The Koopman operator provides a principled framework for analyzing nonlinear dynamical systems through linear operator theory. Recent advances in dynamic mode decomposition (DMD) have shown that trajectory data can be used to identify dominant modes of a system in a data-driven manner. Building on this idea, deep learning methods such as VAMPnet and DPNet have been proposed to learn the leading singular subspaces of the Koopman operator. However, these methods require backpropagation through potentially numerically unstable operations on empirical second moment matrices, such as singular value decomposition and matrix inversion, during objective computation, which can introduce biased gradient estimates and hinder scalability to large systems. In this work, we propose a scalable and conceptually simple method for learning the top-$k$ singular functions of the Koopman operator for stochastic dynamical systems based on the idea of low-rank approximation. Our approach eliminates the need for unstable linear-algebraic operations and integrates easily into modern deep learning pipelines.
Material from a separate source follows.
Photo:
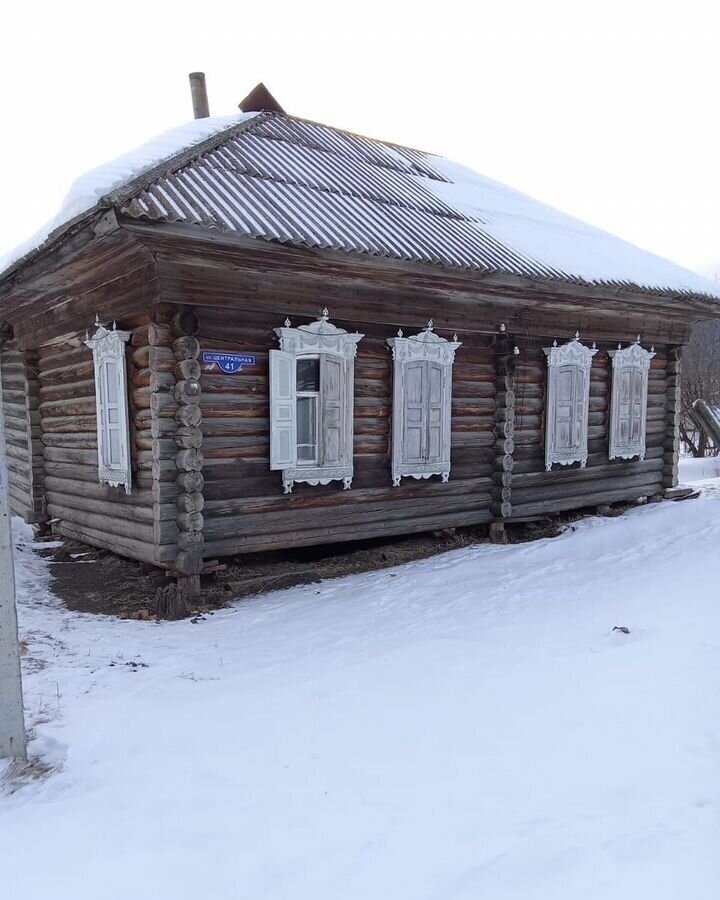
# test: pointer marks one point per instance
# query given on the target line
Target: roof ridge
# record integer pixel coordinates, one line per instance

Empirical results demonstrate that the learned singular subspaces are both reliable and effective for downstream tasks such as eigen-analysis and multi-step prediction.

翻译：库普曼算子为通过线性算子理论分析非线性动力系统提供了一个原理性框架。动态模态分解（DMD）的最新进展表明，轨迹数据可用于以数据驱动的方式识别系统的主导模态。基于这一思想，诸如VAMPnet和DPNet等深度学习方法被提出来学习库普曼算子的主导奇异子空间。然而，这些方法在目标计算过程中，需要对经验二阶矩矩阵（如奇异值分解和矩阵求逆）进行可能数值不稳定的操作，并通过反向传播进行优化，这可能导致有偏的梯度估计，并阻碍其扩展到大型系统。在本工作中，我们基于低秩逼近的思想，提出了一种可扩展且概念简单的方法，用于学习随机动力系统库普曼算子的前$k$个奇异函数。我们的方法消除了对不稳定线性代数运算的需求，并能轻松集成到现代深度学习流程中。实证结果表明，学习到的奇异子空间对于下游任务（如特征分析和多步预测）既可靠又有效。